Un altro celebre rapimento è stato quello subito dal ragazzo Cesare Casella, tenuto prigioniero per 743 giorni!! (quasi due anni), rilasciato nel 1989. Il suo “Hotel Supramonte” si trovava in Calabria. “Hotel Supramonte”, è un modo di sentirsi non più vivo, anche se si continua a respirare e a parlare solo con i propri rapitori. È un’assenza di vita sociale, è un modo per dire a se stesso che ancora non è finita, anche se i giorni che rimangono da vivere non li conosce nemmeno dio.
È sinonimo di liberazione che avverrà se il caso vorrà. Se qualcosa succederà, quel qualcosa non dipende da te. E forse nemmeno dagli altri che ti tengono prigioniero. Ma dipende da meccaniche terrestri che nessuno riesce a prevedere: da un secondo all’altro puoi essere liberato oppure ucciso. È una casualità che nemmeno il Caso quando venne creato può capire. La sensazione che chiamiamo “Hotel Supramonte” è stata vissuta anche da un grande della musica mondiale: Fabrizio De Andrè con la compagna Dori Ghezzi.
Rapiti nel 1979 in Sardegna e liberati dopo quatto mesi di prigionia. Ed è nella mente e nei ricordi del cantautore che questa definizione indica un malessere interiore che non ha una scadenza prestabilita ma che potrebbe protrarsi all’’infinito.

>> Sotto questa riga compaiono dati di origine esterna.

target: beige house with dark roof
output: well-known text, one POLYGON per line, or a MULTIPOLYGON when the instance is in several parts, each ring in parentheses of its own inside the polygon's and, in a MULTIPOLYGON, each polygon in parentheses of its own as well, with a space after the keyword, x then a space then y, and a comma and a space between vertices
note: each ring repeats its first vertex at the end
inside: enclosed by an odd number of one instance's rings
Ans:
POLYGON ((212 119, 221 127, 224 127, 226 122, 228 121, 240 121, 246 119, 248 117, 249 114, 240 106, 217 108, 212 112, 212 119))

“E se vai all’Hotel Supramonte e guardi il cielo. Tu vedrai una donna in fiamme e un uomo solo. E una lettera vera di notte falsa di giorno”. I sentimenti sono “sdoppiati”: De Andrè E Dori Ghezzi vivono quella situazione in maniera diversa, solitudine e speranze quasi perse si fondono nelle lettere che i due scrivevano alle famiglie per accontentare i sequestratori pagando il riscatto. Lettere che forse non riuscivano ad ottenere gli esiti sperati: sembrava che non c’era disposizione da parte dei parenti dei due sequestrati a pagare il riscatto.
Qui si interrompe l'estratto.